Re: layers of abstraction, and how Gnome can win



On 10 Dec 2000 13:58:10 -0500, Havoc Pennington wrote:
> 
> > >  a) use an XP toolkit that does its own rendering, possibly 
> > >     emulating native looks
> > >     (current openoffice, mozilla, Java/Swing)
> > >  b) use an XP toolkit that wraps native widgets
> > >     (old Netscape, Java/AWT, wxWindows)
> > >  c) separate backend "engine" from frontend and rewrite the frontend
> > >     for every target platform (though usually elements of a) and b)
> > >     arise on an ad hoc basis)
> > >     (AbiWord, some mp3 players, etc.)
...
> I think it's meaningful that Java, Netscape, etc. all started with b)
> and gave up on it, moving to a), and that Qt is type a) and pretty
> successful at it.
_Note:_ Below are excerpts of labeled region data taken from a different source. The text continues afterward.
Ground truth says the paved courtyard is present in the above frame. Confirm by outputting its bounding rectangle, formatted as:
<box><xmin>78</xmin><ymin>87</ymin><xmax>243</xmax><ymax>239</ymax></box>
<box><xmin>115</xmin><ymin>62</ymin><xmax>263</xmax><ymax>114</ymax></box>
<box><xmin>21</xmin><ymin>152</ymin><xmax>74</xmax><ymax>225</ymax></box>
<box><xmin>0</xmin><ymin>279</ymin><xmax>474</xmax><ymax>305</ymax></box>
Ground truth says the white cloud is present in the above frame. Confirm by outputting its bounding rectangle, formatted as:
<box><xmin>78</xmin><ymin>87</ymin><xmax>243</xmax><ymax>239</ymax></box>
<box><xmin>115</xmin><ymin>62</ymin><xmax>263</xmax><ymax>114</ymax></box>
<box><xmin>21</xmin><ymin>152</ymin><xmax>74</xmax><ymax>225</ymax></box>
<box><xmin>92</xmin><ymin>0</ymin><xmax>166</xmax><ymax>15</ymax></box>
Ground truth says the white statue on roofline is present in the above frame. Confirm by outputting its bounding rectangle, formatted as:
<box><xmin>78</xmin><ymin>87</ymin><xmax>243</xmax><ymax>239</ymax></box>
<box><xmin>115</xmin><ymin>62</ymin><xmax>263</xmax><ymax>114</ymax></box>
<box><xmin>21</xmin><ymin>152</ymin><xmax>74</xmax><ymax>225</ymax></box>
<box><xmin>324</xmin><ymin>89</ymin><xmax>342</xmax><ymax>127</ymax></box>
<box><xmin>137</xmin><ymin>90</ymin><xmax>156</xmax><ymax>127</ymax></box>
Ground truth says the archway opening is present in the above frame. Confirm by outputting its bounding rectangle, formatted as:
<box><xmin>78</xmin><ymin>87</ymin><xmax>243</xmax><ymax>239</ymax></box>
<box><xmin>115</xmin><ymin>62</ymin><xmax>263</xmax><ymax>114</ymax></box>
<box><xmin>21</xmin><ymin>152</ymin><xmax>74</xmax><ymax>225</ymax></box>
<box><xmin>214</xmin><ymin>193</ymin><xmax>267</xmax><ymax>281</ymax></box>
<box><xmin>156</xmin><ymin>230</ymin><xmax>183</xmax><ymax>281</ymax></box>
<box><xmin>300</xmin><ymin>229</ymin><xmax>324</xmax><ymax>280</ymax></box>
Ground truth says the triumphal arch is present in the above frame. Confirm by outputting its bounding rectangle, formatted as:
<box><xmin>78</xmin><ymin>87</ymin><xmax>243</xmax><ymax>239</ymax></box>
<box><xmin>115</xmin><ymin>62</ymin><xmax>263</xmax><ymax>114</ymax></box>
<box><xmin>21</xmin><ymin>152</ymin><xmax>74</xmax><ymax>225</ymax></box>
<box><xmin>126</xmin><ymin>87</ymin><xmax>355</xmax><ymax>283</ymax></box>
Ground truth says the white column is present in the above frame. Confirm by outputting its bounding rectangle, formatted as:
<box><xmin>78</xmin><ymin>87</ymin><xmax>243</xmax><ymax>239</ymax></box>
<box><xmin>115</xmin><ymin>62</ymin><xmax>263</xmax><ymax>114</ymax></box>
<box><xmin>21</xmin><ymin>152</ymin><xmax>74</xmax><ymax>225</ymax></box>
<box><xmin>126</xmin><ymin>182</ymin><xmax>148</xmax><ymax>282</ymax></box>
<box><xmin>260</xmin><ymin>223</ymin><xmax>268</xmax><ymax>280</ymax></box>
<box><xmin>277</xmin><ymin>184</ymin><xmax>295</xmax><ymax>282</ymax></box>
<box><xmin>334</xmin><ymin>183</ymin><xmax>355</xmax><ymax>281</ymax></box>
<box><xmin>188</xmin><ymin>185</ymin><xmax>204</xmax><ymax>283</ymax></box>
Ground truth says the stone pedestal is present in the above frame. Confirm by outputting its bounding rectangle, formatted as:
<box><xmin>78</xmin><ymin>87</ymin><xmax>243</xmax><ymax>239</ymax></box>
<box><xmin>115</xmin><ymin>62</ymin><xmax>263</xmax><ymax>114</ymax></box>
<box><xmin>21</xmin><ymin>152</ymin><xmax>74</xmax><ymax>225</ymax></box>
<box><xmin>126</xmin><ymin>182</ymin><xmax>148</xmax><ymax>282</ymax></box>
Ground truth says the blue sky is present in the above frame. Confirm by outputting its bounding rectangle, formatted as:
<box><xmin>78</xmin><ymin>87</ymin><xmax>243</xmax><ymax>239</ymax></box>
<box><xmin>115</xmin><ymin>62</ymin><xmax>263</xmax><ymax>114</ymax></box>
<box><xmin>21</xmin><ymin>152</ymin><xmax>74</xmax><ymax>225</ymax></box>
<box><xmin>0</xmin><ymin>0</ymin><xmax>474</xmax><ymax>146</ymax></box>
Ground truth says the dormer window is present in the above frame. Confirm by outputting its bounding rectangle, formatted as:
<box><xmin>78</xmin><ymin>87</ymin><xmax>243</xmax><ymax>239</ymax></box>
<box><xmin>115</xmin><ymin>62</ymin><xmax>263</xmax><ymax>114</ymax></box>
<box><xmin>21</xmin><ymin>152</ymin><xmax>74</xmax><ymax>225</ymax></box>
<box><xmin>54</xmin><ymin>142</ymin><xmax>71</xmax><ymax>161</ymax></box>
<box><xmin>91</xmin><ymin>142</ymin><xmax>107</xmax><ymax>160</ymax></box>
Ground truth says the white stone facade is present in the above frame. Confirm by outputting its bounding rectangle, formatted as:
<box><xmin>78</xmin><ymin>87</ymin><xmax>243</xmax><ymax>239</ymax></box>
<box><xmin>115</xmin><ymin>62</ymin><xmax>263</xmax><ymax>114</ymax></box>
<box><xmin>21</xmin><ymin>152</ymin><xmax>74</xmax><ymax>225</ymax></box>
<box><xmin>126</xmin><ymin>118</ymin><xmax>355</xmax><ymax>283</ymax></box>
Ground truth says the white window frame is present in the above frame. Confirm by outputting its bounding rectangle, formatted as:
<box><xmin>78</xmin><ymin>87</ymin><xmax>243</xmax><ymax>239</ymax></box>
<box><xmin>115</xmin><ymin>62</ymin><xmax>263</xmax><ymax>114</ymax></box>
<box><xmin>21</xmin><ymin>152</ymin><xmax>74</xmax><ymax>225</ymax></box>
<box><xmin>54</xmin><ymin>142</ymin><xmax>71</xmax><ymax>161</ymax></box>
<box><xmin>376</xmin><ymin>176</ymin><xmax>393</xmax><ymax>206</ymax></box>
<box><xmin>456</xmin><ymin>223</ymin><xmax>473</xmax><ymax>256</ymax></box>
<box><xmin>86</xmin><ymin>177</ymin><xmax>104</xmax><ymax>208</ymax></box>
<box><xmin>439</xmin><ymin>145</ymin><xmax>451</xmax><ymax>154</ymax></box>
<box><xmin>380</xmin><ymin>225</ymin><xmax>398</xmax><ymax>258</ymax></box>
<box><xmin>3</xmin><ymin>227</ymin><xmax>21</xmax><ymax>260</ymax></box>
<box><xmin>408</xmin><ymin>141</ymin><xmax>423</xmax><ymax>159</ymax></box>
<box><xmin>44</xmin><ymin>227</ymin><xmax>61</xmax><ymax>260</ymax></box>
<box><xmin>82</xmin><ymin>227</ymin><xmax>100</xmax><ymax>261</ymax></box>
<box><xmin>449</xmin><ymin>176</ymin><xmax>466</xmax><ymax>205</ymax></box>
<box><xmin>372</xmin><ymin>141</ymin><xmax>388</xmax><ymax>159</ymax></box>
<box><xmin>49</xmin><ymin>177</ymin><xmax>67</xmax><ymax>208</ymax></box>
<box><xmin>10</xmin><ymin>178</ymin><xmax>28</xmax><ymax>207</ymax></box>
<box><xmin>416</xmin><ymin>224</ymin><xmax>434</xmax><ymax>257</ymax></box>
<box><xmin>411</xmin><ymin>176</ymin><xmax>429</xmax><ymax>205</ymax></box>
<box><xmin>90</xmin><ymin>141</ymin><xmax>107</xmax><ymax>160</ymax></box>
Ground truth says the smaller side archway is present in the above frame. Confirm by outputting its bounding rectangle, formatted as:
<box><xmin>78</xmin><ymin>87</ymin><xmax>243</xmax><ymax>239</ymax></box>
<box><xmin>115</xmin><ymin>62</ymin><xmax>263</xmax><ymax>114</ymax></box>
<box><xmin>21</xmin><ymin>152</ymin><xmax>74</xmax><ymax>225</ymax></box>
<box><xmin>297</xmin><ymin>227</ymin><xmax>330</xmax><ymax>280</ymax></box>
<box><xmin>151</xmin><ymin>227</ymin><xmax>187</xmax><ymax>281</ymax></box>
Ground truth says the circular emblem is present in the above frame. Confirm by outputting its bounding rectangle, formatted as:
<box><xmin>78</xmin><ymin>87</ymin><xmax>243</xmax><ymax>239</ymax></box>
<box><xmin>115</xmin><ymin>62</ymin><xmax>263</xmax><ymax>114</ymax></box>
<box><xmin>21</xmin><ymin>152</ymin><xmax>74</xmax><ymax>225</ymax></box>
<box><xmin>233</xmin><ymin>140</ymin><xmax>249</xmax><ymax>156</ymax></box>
Though perhaps they'll all move to c) someday, who
> knows.

I don't think that the problem with c) is a maintainance issue.  The
main problem I see with c) is the difficulty of maintaining consistency
across platforms.  Thus, your app looks different from platform to
platform.  This has been one of the cool things about showing people
netscape on Unices in the past; they can just sit down and start using
the application.

Just to get my opinion in, in general, I like a) where that XP toolkit
is Gtk+.  This gives perfect fit on Gnome and good enough fit on other
platforms.  I think it would be cool to see gnome running natively on
windows. I don't know much about the specifics of OpenOffice though, so
I'm not truly fit to give an opinion on this specific issue.